Harry Potter and a Mixing Bowl

One of my favourite non-fiction books is Living into Focus by Arthur Boers. I love lots of things about the book, but specifically the emphasis he places on finding, what Albert Borgmann calls, "focal practices -- activities that center, balance, focus, and orient one's life" (10). This is far more than finding things we enjoy, or finding hobbies, or even finding activities that help us to grow. These are the practices that bring all things into alignment, that pull us into a centered space where it is possible to truly live, where the ordinary becomes sacred. At least that's how they feel to me. 
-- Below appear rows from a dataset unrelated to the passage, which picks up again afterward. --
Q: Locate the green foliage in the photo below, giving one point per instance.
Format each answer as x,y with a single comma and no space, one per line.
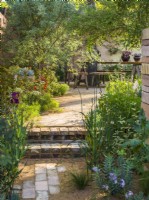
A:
123,21
139,196
29,111
136,147
80,180
112,121
12,147
118,109
14,196
114,176
47,103
144,182
59,89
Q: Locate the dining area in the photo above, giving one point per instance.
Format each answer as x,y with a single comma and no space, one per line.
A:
98,73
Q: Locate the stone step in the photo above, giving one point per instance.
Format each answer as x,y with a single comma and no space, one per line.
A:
58,134
54,150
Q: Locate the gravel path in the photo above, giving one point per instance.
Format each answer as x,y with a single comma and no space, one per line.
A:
73,103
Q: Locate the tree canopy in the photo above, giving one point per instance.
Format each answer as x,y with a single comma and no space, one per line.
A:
47,32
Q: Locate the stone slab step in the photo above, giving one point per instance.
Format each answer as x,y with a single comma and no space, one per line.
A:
50,133
54,150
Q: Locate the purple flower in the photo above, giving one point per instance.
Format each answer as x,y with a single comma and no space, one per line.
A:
105,187
128,194
122,183
15,97
95,169
113,177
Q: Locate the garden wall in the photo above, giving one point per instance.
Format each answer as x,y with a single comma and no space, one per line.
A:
145,71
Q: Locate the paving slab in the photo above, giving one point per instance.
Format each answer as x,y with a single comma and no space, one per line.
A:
71,105
53,180
41,186
28,184
41,177
28,193
61,168
54,189
42,195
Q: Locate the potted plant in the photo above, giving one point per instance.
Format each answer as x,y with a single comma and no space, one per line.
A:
125,56
137,56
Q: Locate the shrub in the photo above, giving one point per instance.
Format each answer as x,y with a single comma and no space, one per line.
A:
112,120
139,196
12,147
59,89
80,180
144,182
114,176
47,103
29,111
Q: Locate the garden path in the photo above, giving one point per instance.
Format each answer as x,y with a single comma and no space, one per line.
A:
73,103
50,179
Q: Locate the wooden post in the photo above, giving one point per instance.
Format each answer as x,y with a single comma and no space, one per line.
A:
145,71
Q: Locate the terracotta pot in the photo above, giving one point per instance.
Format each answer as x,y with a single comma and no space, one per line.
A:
137,58
125,58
There is the potential in the next few weeks that my life (and Alicia's!) will change quite drastically. There is the potential of a ministry placement and a new home in a different province (and, some have pointed out, a new blog title!). All of this will mean a whole lot of change in a very short period of time, and I'm expecting it will mean at least a year of transition and adjustment. Change is disorienting and if focal practices are important in our everyday busy lives, they become even more important in the midst of change. When I'm feeling disoriented, I know I need to hang onto all those focal practices that continually re-orient.
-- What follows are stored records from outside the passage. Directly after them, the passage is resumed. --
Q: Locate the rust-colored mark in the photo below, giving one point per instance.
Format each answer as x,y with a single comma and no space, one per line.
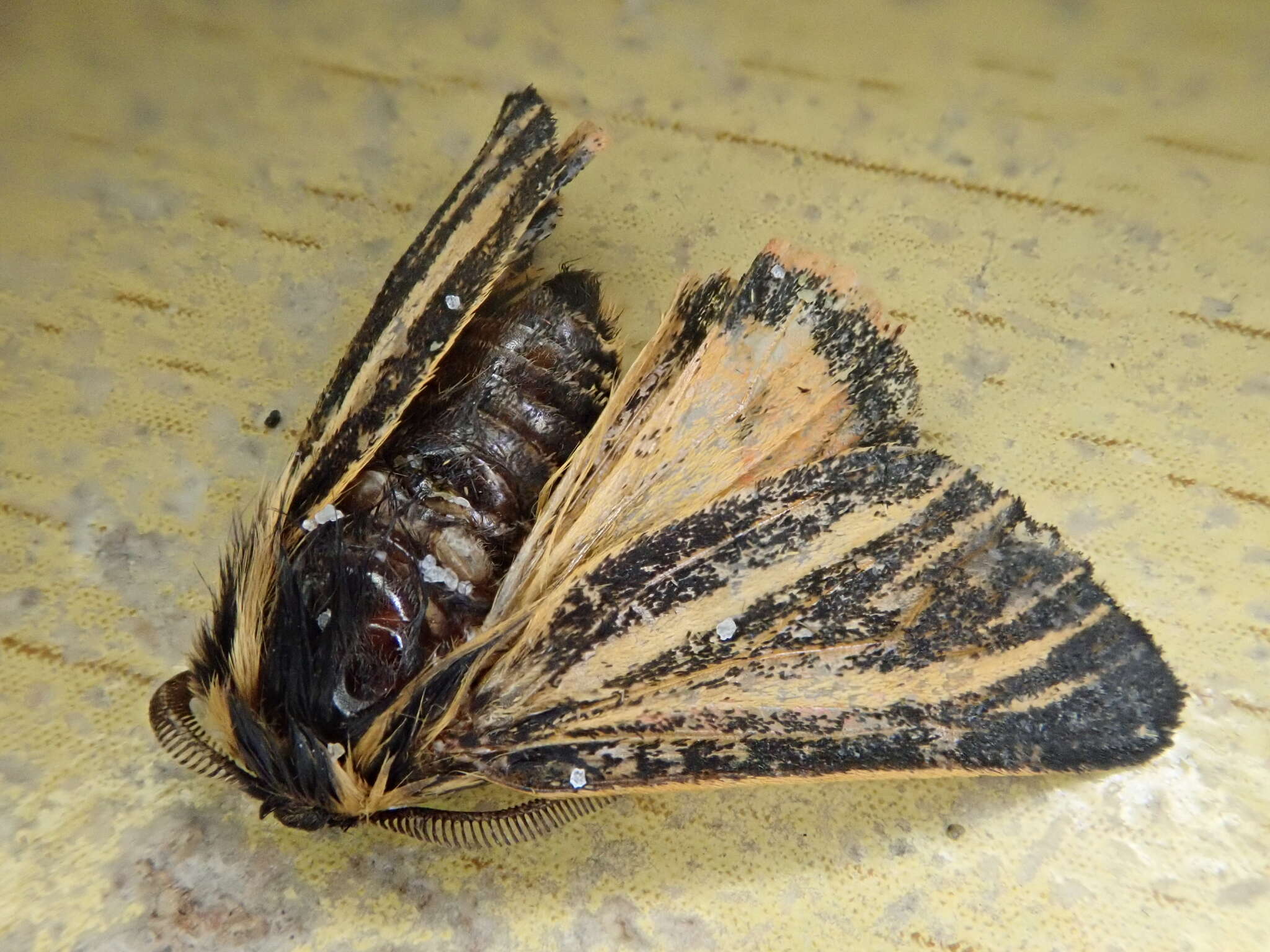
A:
1249,706
88,139
356,73
993,65
208,29
288,239
45,653
982,318
337,193
146,301
1220,324
45,522
340,195
1246,496
175,363
1241,495
859,164
931,942
1191,145
1108,442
Some practices that orient me are quite obviously designed for that purpose. I try, most days at least, to spend some time engaged in a particular spiritual practice. I've found over the past decade that the spiritual practices that nourish me tend to come in seasons and so I move from one to another as necessary. At least I do now. It took awhile to get over feelings of guilt that I couldn't maintain practices! I've found that forcing myself to engage in a particular practice (without listening to what my spirit needs) is very different than being disciplined and so I try to practice awareness in discerning what is life-giving in a particular season. 

And while I know prayer or particular spiritual practices are necessary for my orientation, there are other focal practices that are, for me, at least as central to my well-being.
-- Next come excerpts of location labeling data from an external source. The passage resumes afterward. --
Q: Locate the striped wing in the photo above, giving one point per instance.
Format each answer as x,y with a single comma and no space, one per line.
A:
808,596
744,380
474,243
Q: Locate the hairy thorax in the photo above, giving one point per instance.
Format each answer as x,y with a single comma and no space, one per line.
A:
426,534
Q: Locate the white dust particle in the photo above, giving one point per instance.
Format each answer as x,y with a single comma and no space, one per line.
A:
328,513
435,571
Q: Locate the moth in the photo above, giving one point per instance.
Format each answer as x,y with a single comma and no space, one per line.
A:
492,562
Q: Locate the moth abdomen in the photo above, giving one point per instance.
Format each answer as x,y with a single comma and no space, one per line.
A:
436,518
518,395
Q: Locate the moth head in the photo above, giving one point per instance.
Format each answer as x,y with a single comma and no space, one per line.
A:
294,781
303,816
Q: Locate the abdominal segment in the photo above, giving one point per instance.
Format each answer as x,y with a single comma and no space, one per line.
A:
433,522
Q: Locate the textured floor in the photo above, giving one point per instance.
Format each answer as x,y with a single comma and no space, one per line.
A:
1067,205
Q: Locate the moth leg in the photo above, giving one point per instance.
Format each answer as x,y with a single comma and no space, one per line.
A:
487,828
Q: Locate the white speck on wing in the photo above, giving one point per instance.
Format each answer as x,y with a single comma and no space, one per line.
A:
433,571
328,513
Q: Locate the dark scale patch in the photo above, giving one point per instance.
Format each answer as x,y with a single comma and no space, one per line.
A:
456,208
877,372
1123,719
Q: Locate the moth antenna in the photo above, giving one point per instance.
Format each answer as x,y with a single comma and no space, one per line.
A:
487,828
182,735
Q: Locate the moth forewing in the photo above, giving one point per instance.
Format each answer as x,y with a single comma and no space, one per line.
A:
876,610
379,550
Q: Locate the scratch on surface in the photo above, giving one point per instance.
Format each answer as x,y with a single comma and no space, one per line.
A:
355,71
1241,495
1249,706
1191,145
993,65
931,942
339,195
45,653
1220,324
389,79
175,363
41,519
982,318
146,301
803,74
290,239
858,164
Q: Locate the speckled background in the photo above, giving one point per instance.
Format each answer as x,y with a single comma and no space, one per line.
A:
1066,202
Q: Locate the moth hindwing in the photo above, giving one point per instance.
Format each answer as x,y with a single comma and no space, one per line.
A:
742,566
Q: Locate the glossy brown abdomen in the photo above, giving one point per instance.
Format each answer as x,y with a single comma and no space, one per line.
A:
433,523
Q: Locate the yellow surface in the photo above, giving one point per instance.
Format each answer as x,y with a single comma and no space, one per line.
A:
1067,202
Many people who know me well, or perhaps not even that well, would probably identify baking bread as a focal practice for me. Kneading dough is incredibly orienting. There's just something about the process, the tactile sensations, the smells, that center me in a particular way. At first I thought it was just about kneading bread dough and being connected to my heritage, but as I've worked more in the kitchen I'm starting to realize that this focal practice has more to do with starting out with individual ingredients, and especially those that initially don't seem capable of forming anything at all cohesive, and working with them until they become something that initially seemed impossible. Making BBQ sauce, yogurt, pulled pork, and hearty soups have the same orienting affect. There is nothing like seeing mushy flour, water and yeast become golden freckled buns, or a raw hunk of meat with a bit of liquid turn into savoury pulled pork with crispy caramelized bits around the edges. It's like magic!

Which brings me to another focal practice that I have engaged in almost every day of my life...reading fiction. People used to tell me that some day I would grow up and it wouldn't be possible for me to read fiction every day. Hah! Not true. And not even healthy, at least not for me. There have been a few times in my life when I placed fiction on the back burner and tried to read more "edifying" material, and the results were, quite honestly, disastrous. I adore magic, adventure and mystery. It feeds my soul and my imagination. It makes it possible for me to think and dream in colour. It is crucial to my own emotional health, and to my ministry. And nothing, nothing at all, orients me more quickly than picking up a book that is an old friend and diving into the story all over again. Each time I move, my books are some of the last boxes packed and the first to be opened.

These are just a few of the focal practices that I have identified as most grounding in my own life and perhaps as I journey they will evolve and more will be added. But for now, I know that if/when we move that I will do so with Harry Potter in one hand and my mixing bowl in the other, holding tight to what orients me, to what gives me life.

What are your focal practices? What orients you in the midst of disorientation?